Coming out in football: “May 17th is just a starting point”

As of: May 17, 2024 5:39 a.m

The “Sports Free” campaign is planning a group coming out in football today on International Day Against Homophobia. The goal: create visibility. However, it is still unclear whether professional footballers will also take part.

For many years, Dirk Elbrächter hardly spoke about his private life at work. While others talked about their wives and children, he deliberately kept secret that he was living with a man.

Elbrächter is not a professional footballer, but he covered the sport as a reporter and presenter for many years and experienced how passes in his environment were called “gay” or players and referees were called “faggots”. “In this professional context, especially when it comes to football, I always had the strong feeling that homosexuality wasn’t popular, wasn’t male, didn’t belong there. And that’s why I thought: I’ll just say nothing.”

to be a role model

Since March 2022, Dirk Elbrächter has been working as Head of Content Management at Bundesliga club TSG Hoffenheim. Here he came out a few weeks ago, at the age of 51, in a management meeting. He was inspired today by the “Sports Free” campaign, which plans a group coming out in professional football to combat homophobia.

Elbrächter decided to break his silence – also to set an example for others. It’s a step he hasn’t regretted. “Everyone in the club came straight into a solution dialogue, wanted to know what they could do for the players, why I was afraid to come out. I felt a great deal of openness at this appointment.”

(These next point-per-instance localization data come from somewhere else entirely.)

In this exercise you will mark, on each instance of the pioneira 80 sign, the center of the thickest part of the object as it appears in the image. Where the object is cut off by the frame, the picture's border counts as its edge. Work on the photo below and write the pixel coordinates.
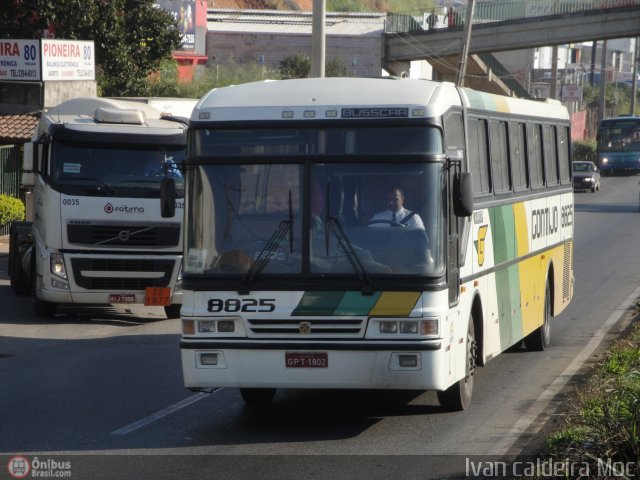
(47, 59)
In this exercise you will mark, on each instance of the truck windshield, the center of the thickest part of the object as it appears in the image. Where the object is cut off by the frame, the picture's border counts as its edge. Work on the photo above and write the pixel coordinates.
(114, 170)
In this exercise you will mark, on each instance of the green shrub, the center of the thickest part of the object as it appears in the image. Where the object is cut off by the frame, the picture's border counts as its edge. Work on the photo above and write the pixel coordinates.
(585, 150)
(11, 209)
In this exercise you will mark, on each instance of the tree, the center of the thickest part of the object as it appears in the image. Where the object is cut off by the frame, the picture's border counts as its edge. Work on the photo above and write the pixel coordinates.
(132, 37)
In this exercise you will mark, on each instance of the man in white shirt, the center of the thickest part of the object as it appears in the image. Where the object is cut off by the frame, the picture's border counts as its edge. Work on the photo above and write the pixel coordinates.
(396, 215)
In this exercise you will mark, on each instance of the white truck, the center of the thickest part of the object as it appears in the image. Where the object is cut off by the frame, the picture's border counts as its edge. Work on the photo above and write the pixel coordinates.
(95, 232)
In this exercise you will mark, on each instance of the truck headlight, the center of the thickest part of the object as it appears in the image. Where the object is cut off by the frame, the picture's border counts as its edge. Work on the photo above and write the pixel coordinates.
(57, 265)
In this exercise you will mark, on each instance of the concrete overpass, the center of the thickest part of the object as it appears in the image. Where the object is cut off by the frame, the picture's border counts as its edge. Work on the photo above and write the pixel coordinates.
(441, 47)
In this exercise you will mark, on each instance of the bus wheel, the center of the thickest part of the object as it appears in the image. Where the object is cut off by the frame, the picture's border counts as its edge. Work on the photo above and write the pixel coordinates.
(257, 396)
(173, 310)
(43, 308)
(540, 339)
(458, 396)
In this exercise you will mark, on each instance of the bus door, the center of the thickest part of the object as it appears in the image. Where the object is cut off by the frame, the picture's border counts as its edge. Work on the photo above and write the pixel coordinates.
(454, 148)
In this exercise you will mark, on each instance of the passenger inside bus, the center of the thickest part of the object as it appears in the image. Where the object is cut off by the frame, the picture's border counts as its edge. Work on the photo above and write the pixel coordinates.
(396, 215)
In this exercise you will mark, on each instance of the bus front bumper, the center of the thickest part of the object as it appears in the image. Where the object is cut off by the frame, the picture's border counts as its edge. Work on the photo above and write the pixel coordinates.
(249, 364)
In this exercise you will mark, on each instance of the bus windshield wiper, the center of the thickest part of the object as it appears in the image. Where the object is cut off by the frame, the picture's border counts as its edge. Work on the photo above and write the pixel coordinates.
(334, 226)
(284, 227)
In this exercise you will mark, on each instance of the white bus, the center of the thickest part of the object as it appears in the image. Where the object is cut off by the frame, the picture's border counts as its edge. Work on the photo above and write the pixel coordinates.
(95, 233)
(297, 275)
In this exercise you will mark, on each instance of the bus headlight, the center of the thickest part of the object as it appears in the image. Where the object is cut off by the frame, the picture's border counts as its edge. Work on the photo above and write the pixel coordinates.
(386, 327)
(57, 265)
(220, 327)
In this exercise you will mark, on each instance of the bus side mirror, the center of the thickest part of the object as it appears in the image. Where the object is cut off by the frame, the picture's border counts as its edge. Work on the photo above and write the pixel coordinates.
(463, 195)
(167, 198)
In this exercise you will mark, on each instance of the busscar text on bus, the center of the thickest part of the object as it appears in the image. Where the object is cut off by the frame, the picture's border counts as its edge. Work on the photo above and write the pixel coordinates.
(94, 232)
(290, 283)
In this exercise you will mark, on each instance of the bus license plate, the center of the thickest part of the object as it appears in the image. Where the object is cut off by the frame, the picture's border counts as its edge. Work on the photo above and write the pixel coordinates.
(157, 296)
(122, 298)
(306, 359)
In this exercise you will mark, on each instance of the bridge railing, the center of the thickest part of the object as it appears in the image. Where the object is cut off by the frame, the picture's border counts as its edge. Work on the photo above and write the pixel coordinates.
(497, 11)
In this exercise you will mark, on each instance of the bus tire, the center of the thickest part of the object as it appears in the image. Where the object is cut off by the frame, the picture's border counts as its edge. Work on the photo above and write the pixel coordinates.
(257, 396)
(173, 310)
(540, 339)
(43, 308)
(458, 396)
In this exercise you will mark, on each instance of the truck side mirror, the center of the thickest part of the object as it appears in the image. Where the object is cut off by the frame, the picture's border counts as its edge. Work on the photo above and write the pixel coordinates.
(463, 195)
(27, 158)
(167, 198)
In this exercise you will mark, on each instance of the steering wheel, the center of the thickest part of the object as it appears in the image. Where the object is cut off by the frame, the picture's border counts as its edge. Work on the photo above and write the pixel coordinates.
(388, 222)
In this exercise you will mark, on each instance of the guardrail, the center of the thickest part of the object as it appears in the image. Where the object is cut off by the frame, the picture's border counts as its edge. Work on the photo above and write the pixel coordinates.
(496, 11)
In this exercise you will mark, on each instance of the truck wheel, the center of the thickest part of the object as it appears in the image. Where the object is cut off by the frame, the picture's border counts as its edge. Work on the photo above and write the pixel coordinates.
(20, 283)
(173, 310)
(458, 396)
(43, 308)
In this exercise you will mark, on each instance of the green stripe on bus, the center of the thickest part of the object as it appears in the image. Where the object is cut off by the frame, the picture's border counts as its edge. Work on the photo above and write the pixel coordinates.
(508, 280)
(318, 303)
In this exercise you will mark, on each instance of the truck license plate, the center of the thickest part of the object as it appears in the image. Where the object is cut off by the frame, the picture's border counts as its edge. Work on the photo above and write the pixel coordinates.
(306, 359)
(122, 298)
(157, 296)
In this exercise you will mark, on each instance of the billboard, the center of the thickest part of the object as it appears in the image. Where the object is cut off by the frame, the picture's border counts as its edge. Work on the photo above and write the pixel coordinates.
(184, 12)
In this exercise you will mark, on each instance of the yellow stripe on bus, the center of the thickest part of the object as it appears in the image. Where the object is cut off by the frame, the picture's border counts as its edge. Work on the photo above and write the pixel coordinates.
(395, 304)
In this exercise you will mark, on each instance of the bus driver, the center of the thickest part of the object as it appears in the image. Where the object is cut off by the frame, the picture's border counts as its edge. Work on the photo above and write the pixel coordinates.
(396, 215)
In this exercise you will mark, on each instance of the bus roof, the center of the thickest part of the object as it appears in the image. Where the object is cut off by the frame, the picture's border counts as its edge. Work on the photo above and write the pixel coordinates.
(269, 100)
(322, 98)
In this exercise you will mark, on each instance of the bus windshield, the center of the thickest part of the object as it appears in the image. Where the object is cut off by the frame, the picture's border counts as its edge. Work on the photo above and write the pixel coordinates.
(257, 218)
(114, 170)
(619, 136)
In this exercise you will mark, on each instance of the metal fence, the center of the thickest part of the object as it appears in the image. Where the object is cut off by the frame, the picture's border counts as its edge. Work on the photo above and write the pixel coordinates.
(9, 175)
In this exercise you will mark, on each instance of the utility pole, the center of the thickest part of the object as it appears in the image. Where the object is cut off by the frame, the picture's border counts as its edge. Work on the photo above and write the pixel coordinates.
(553, 91)
(603, 82)
(466, 39)
(634, 80)
(318, 39)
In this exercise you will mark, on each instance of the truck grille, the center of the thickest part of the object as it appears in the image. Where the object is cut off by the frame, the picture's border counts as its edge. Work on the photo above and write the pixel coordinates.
(93, 273)
(124, 235)
(307, 328)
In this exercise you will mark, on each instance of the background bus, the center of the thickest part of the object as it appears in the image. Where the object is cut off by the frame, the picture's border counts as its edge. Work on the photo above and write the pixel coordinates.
(294, 278)
(619, 144)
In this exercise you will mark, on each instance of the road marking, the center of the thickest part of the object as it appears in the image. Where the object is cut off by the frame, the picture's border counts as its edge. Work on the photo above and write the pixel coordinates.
(162, 413)
(542, 402)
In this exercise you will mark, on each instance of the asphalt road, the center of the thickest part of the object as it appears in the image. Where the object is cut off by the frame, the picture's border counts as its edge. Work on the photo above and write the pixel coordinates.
(97, 393)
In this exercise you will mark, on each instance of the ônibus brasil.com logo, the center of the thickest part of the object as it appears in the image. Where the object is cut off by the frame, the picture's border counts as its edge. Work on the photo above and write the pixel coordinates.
(21, 467)
(109, 208)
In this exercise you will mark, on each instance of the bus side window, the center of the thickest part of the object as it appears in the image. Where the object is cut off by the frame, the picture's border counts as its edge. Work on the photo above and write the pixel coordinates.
(534, 155)
(564, 156)
(478, 158)
(550, 155)
(517, 156)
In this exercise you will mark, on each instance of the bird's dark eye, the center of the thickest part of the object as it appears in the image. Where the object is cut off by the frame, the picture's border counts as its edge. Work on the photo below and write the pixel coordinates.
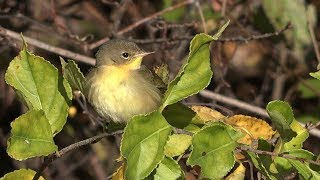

Dirk Elbrächter has been working as head of content management at Bundesliga club TSG Hoffenheim for two years – and has come out.

Hardly any outed football players

The idea for the “Sports Free” campaign and the group coming out comes from Marcus Urban, ex-footballer and LGBT activist. Urban was a youth national player in the GDR and was considered a great football talent in the early 1990s. But the decision to pursue a professional career would have meant the end of a self-determined life, he says. “I was afraid that I would embarrass myself if I came out. I denied myself extremely much as a footballer and bent myself ad nauseam.”

Urban wants to move forward with his story. But there still seems to be a long way to go before homosexuality is normalized in professional football. In Germany, only one ex-professional footballer has publicly acknowledged his homosexuality: Thomas Hitzlsperger. That was in 2014. Since then there have been individual coming outs by active footballers in the Czech Republic, Scotland and Australia.

It’s unclear how many are taking part

For today, Urban is planning a kind of digital gallery wall on the campaign website, where players, but also coaches, referees and other people from the professional football environment can share their stories. Urban doesn’t know whether well-known Bundesliga players will also be there. “The players are still afraid that they could fall into disgrace after coming out. There are people who earn very well from the players.”

Nevertheless, Urban is convinced that campaigns like “Sports Free” are important to create awareness. “May 17 is just a starting point,” he says. After all, several professional clubs are also taking part in the campaign, for example Borussia Dortmund, Union Berlin and FC St. Pauli.

Critics are calling for a larger alliance

Christian Rudolph is also committed to the visibility of queer athletes. He heads the competence and contact point for sexual and gender diversity of the German Football Association (DFB) and the Lesbian and Gay Association in Germany (LSVD).

Rudolph criticizes that the “Sports Free” campaign focuses too much on men’s football and that women and queer people from other sports areas in Germany are not made visible.

“There is a lack of a strong alliance of supporters from the sport, so unfortunately it doesn’t seem very supportive and only focuses on a very small group,” says Rudolph. In 2008, not a single player on the German women’s national soccer team was publicly outed. There are now six openly queer women on the national team. You can learn a lot from the women here.

He thinks it’s good that the stories of homosexual managers, referees and employees in clubs and associations are also being told. Because they would also contribute to a positive climate in professional football. “If we can ensure that employees can be sure that they will not be excluded or insulted, then we will be able to bring that to the pitch.”

More openness in clubs through coming outs

Dirk Elbrächter has now experienced for himself what a coming out can achieve. With his step, he has already been able to bring about changes at his own club, TSG Hoffenheim.

For two weeks he has officially been the club’s diversity manager and contact person for people, including players, who are thinking about coming out, for example. “I also recorded a video for the intranet and got great reactions. And at the end I thought: Why did you wait so long?”